Back in Alfa Romeo Giulietta Sprint coupe-land, more potential customers were queuing up even before the first orders were filled, a happy state of affairs that led Alfa to continually develop the Sprint. There was precious little wrong with it right from the beginning -- excepting, maybe, the column-shift linkage installed in early coupes -- but much potential lay in the basic design, especially for top performance.
Essentials were kept. The 1.3-liter light-alloy twincam inline four was a real jewel, a rev-happy little powerplant that was good for 60 horsepower even with a single Solex carburetor. The four-speed gearbox was equally good; both could take considerable hard use and remain reliable.

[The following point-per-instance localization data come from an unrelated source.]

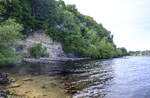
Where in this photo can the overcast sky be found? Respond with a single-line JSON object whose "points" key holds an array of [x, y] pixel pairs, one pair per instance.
{"points": [[128, 20]]}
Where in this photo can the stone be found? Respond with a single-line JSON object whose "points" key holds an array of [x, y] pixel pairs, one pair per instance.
{"points": [[4, 79], [14, 85], [4, 93], [27, 79]]}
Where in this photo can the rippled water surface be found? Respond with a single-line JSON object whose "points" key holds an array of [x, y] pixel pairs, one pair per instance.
{"points": [[127, 77]]}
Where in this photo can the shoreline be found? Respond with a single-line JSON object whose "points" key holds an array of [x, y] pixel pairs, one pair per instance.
{"points": [[51, 60]]}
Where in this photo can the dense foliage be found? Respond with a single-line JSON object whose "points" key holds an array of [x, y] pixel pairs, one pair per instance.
{"points": [[80, 34], [9, 33], [37, 51]]}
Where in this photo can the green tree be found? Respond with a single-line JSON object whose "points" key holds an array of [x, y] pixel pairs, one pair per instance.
{"points": [[9, 33]]}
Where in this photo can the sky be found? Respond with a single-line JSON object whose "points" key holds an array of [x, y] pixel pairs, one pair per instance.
{"points": [[128, 20]]}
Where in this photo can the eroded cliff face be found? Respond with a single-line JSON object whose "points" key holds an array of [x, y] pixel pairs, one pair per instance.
{"points": [[54, 49]]}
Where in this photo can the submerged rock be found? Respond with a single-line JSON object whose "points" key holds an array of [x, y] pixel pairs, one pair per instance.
{"points": [[14, 85], [4, 93], [28, 79], [4, 79]]}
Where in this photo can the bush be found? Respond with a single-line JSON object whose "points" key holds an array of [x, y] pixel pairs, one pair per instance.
{"points": [[38, 51], [9, 33]]}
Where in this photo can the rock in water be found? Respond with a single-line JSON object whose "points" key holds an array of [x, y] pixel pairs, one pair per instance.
{"points": [[4, 79], [4, 93]]}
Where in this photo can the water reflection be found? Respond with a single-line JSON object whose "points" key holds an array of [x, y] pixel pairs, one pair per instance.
{"points": [[83, 78]]}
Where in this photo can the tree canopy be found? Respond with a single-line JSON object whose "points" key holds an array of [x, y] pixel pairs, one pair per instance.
{"points": [[79, 34]]}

Front and rear suspension were conventional, though the coil-sprung live rear axle was unusually well-located, boasting both a trailing arm on each side and a central triangular locating link attached to the axle housing itself. The large drum brakes were more than adequate for the 1940-pound Giulietta.
First on the improvements list was an increase in performance. In the 1955 Mille Miglia, the Giuliettas were badly beaten by the 1300cc Porsches. This intolerable state of affairs led Alfa to develop the Veloce, available from 1956 onward in either Sprint coupe or Spider convertible form.

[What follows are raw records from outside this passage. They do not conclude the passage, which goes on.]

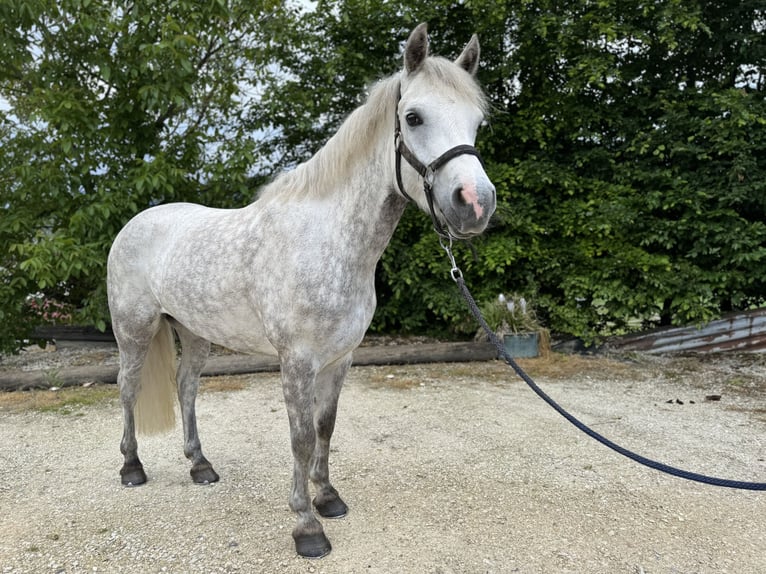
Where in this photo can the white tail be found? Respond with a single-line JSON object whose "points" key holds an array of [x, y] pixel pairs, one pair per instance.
{"points": [[155, 407]]}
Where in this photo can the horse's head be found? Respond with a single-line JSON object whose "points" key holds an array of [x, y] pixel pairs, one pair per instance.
{"points": [[440, 109]]}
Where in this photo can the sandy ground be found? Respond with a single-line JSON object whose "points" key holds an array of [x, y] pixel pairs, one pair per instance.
{"points": [[447, 468]]}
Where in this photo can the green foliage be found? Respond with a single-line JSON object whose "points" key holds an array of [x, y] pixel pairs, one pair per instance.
{"points": [[626, 141], [114, 108]]}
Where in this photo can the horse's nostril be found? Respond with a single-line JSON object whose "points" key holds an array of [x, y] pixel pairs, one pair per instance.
{"points": [[458, 196]]}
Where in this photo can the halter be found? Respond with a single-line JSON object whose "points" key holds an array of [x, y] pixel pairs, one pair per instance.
{"points": [[427, 172]]}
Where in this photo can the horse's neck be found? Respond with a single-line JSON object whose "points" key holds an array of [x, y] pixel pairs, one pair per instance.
{"points": [[371, 208]]}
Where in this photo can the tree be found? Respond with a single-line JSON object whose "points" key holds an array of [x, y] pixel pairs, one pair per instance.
{"points": [[115, 107]]}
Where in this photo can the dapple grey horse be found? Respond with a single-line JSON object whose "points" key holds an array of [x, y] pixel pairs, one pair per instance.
{"points": [[292, 274]]}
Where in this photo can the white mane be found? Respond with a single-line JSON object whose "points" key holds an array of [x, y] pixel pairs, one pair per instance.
{"points": [[363, 129]]}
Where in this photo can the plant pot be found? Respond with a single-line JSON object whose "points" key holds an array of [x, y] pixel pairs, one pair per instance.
{"points": [[522, 345]]}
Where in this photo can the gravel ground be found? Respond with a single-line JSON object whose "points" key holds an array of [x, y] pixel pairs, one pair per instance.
{"points": [[447, 468]]}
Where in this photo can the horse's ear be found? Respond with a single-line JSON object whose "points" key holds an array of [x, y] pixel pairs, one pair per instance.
{"points": [[416, 50], [469, 59]]}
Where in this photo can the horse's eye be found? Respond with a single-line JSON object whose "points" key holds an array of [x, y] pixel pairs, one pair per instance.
{"points": [[413, 119]]}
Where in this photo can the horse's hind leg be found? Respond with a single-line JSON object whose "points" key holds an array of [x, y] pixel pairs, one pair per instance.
{"points": [[326, 392], [194, 353], [133, 352]]}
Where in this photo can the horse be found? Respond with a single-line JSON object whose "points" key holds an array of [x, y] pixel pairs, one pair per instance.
{"points": [[292, 273]]}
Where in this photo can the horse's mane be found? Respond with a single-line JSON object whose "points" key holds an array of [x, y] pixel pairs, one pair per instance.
{"points": [[362, 130]]}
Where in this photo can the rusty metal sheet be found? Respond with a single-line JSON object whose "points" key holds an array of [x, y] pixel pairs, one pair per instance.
{"points": [[743, 332]]}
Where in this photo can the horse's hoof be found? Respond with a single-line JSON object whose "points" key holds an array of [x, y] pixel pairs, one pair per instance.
{"points": [[204, 474], [312, 545], [132, 475], [332, 507]]}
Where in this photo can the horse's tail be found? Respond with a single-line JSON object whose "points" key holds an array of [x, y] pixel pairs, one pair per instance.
{"points": [[155, 406]]}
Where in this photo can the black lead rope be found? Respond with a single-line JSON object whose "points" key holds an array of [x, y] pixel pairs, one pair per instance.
{"points": [[457, 276]]}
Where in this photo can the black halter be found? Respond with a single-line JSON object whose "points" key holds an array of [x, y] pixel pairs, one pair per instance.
{"points": [[427, 172]]}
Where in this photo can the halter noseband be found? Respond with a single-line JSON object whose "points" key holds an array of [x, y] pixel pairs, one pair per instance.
{"points": [[427, 172]]}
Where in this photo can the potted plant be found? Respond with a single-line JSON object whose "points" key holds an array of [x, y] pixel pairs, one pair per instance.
{"points": [[514, 321]]}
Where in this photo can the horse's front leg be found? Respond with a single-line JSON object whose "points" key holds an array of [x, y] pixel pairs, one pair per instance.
{"points": [[298, 379], [326, 392]]}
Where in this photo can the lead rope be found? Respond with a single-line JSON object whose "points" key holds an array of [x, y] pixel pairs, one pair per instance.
{"points": [[457, 276]]}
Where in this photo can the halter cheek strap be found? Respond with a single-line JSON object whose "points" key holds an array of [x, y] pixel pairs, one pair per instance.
{"points": [[427, 172]]}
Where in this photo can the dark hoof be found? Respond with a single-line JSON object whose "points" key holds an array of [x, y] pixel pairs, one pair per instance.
{"points": [[204, 474], [312, 545], [331, 506], [132, 474]]}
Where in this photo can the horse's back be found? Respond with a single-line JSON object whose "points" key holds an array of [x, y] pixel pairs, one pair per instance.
{"points": [[143, 248]]}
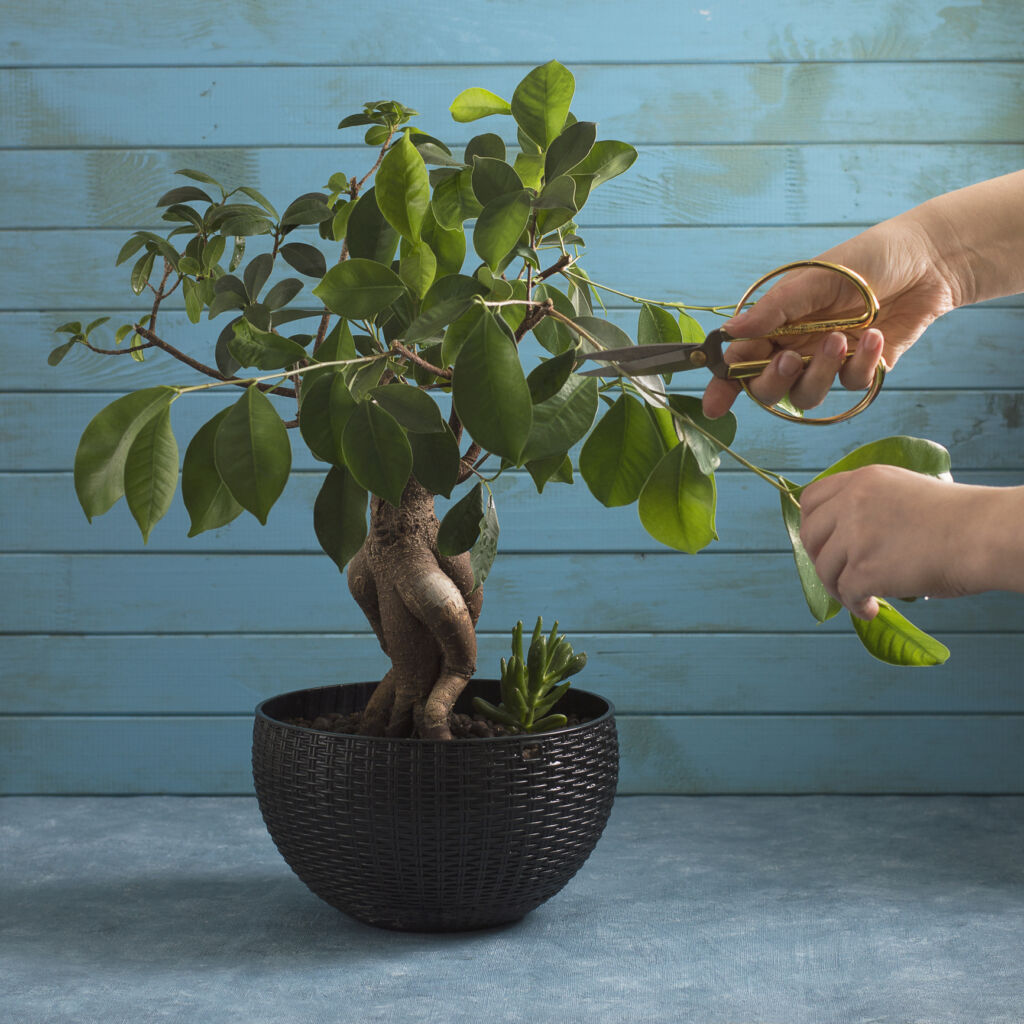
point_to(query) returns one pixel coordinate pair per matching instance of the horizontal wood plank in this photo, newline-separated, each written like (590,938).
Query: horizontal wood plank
(779,101)
(974,347)
(641,674)
(564,518)
(95,33)
(677,754)
(677,184)
(586,592)
(980,428)
(698,265)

A pair of Weber carburetors and internal modifications raised power from the original 60 to more than 90 horsepower at a raucous 6,000 rpm. A floor-mounted gearshift was supplied as well, and the suspension was stiffened.
But most of the company's effort went into weight reduction: Plastic side windows and aluminum doors and hood were used, as were fasteners of reduced size throughout the car (meaning that nuts, bolts, and screws were not interchangeable between normal Giuliettas and Veloces).

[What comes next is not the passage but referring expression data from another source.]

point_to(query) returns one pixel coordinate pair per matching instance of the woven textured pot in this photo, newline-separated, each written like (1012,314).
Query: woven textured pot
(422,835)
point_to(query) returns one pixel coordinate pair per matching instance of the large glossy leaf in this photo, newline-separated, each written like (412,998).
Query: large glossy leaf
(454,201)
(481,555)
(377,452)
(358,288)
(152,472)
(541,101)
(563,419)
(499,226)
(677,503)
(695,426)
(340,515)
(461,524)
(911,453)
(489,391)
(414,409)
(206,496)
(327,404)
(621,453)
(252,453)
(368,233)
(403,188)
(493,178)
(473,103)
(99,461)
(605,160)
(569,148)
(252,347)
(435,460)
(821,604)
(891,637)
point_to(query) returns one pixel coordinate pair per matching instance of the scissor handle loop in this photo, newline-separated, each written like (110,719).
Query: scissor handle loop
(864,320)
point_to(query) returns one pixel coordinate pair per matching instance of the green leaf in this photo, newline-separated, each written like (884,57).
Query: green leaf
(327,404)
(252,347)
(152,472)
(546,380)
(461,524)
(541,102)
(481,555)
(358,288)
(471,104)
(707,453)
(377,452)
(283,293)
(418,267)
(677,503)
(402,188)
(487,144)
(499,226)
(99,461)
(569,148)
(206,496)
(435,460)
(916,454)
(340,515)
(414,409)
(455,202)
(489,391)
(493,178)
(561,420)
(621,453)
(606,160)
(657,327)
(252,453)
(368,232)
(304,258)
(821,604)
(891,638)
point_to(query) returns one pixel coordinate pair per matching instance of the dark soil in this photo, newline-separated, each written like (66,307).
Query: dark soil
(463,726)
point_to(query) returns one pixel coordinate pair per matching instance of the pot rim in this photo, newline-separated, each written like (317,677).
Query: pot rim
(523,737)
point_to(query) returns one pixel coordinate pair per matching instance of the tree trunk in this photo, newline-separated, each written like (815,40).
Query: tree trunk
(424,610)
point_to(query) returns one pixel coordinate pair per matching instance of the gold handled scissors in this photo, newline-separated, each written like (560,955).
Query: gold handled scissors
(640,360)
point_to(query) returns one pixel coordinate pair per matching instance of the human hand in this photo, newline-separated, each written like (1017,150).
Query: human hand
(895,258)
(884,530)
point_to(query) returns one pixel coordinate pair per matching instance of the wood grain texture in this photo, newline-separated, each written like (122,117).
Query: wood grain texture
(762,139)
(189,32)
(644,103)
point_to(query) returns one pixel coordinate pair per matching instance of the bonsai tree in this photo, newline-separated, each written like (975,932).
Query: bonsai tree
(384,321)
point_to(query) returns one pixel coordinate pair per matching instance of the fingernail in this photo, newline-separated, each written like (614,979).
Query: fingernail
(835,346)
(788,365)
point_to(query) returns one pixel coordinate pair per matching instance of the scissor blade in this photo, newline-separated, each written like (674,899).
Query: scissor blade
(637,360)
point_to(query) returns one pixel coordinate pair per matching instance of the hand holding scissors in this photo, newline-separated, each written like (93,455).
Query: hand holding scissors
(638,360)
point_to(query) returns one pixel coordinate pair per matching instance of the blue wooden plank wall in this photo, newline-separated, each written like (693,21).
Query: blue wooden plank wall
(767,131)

These measures cut away some 250 pounds. The result, according to one contemporary tester, was a car that could reach 60 mph from rest in 10 seconds and attain a maximum speed of slightly more than 110 mph. Not bad for a mere 78.7 cubic inches!
The standard car was no slug either. It would make the 0-60 sprint in less than 15 seconds and reach a 100-mph maximum, while delivering fuel economy in the 25-30 mpg range.
In time, horsepower would be increased again, first by retuning the engine, which brought output up to a claimed 80 horsepower for the standard Giulietta, then by installing a new, larger powerplant of near-identical design. This 1.6-liter (actually 1570cc) engine was rated at 92 horsepower in normal form and 112 horsepower in Veloce trim. It was joined to a five-speed gearbox that brought engine revs and interior noise levels down considerably.
So appreciated was the extra ratio by long-suffering owners that the factory introduced a five-speed conversion kit for the four-speed. Available from late 1962, the 1.6-liter engine/five-speed combination transformed the Giulietta into the Giulia.
In 1959, the Spider's wheelbase -- but not the Sprint coupe's -- was lengthened by two inches (from a very short 86.7) with consequent improvement to interior space. These dimensions also served the Giulia in its first years.
In 1964, toward the end of production, the 1.3-liter engine reappeared in Europe in a less-expensive coupe called the 1300 Sprint. However, this seeming rehash of the old Giulietta Sprint did include the front disc brakes that had been phased in for the Giulia.